At Tribune Interactive, stakeholders are more comfortable with analytics than algorithms, and that there still needs to be a human element for a level of trust to remain with clients according to VP for data, Alejandro Canterero. Data scientists are a very precious resources.

For Canterero and his team, the average time for integrating machine learning models is about three months. When looking to integrate a new AI system they must give themselves the right amount of time to do so. This is your standard pull data, clean data, test models, find the one that works, and validate against historical models. These models are designed not to automate but to augment product development jobs. The next stage is to get into higher level automation. All of this requires building trust with the rest of the organization.

The revenue form their website is two fold, digital advertising revenue and paid subscribers. They have been running on a traditional paywall system tied to the calendar month, where a visitor will see five free articles before being asked to subscribe. The data team is looking at how to effectively convert audience to paid subscriptions. They started asking the question, “which content matters?” They realized that not all content is created equally, when trying to build the paywall. Customers who only want to read articles about the Kardashian’s the result is significantly lower then those who are reading editorials or local election results. They have found that these different types of users have different behavior and react different to the five free articles before seeing the paywall.

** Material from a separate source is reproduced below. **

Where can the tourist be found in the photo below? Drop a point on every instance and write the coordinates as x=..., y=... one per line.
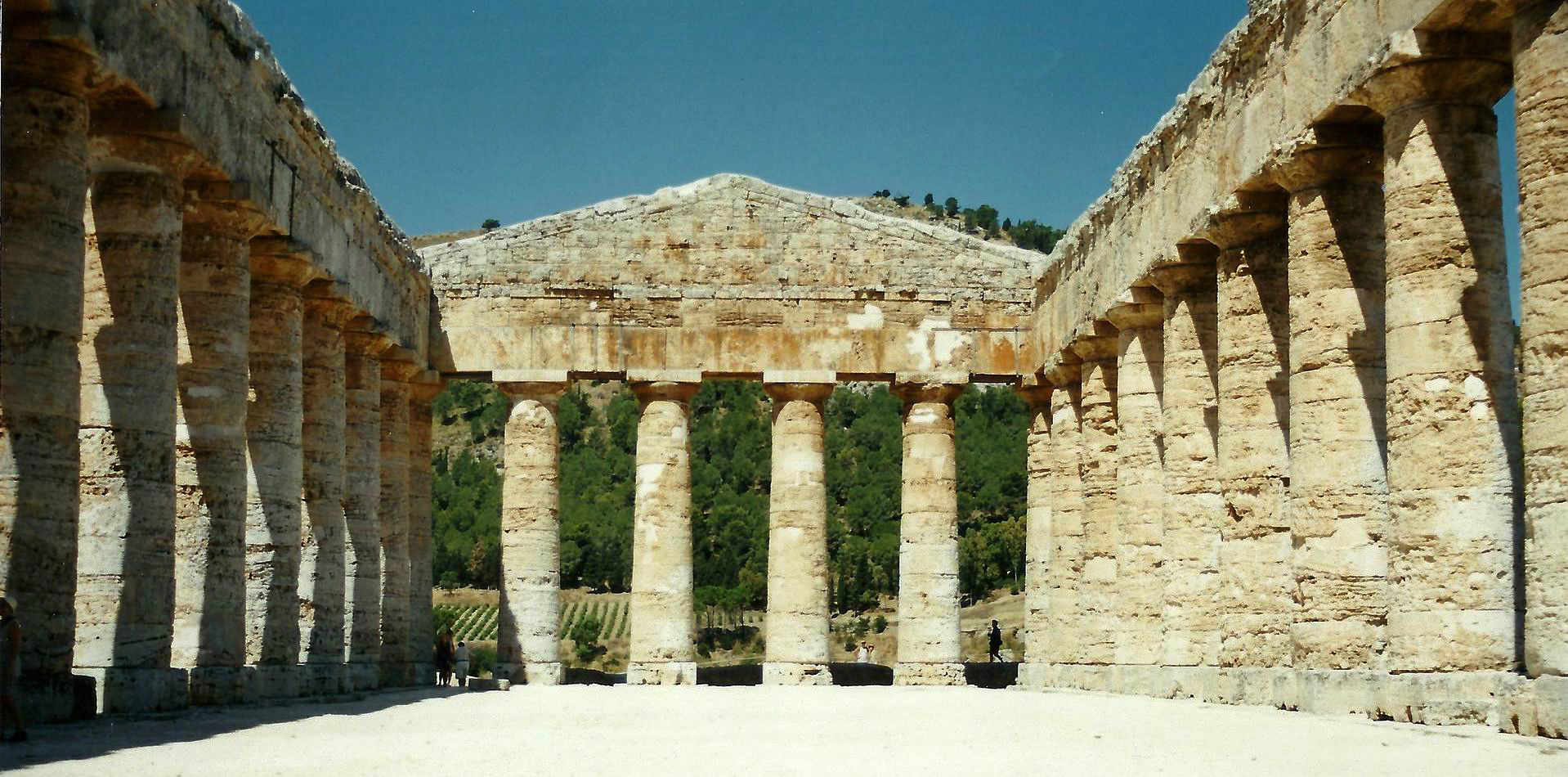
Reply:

From their analysis they validated their intuition that level of user engagement on the site is important. An obvious question for tronc was, “is the user local?” Since all of their papers are local papers it is more likely for local users to become paid subscribers. They found that the highest rate of conversion came from users engaging with content related to food, their local news, opinion, politics, and sports. Creatively turned into the acronym FLOPS, because who doesn’t love a good acronym.

Alejandro left the audience with these key lessons: sometimes intuition is wrong and features you think are important are not reflected in the data, build data services and integrate them into self-service portals, empower end-users to develop and mange tests, and allow users to pick and choose from different services and combine results.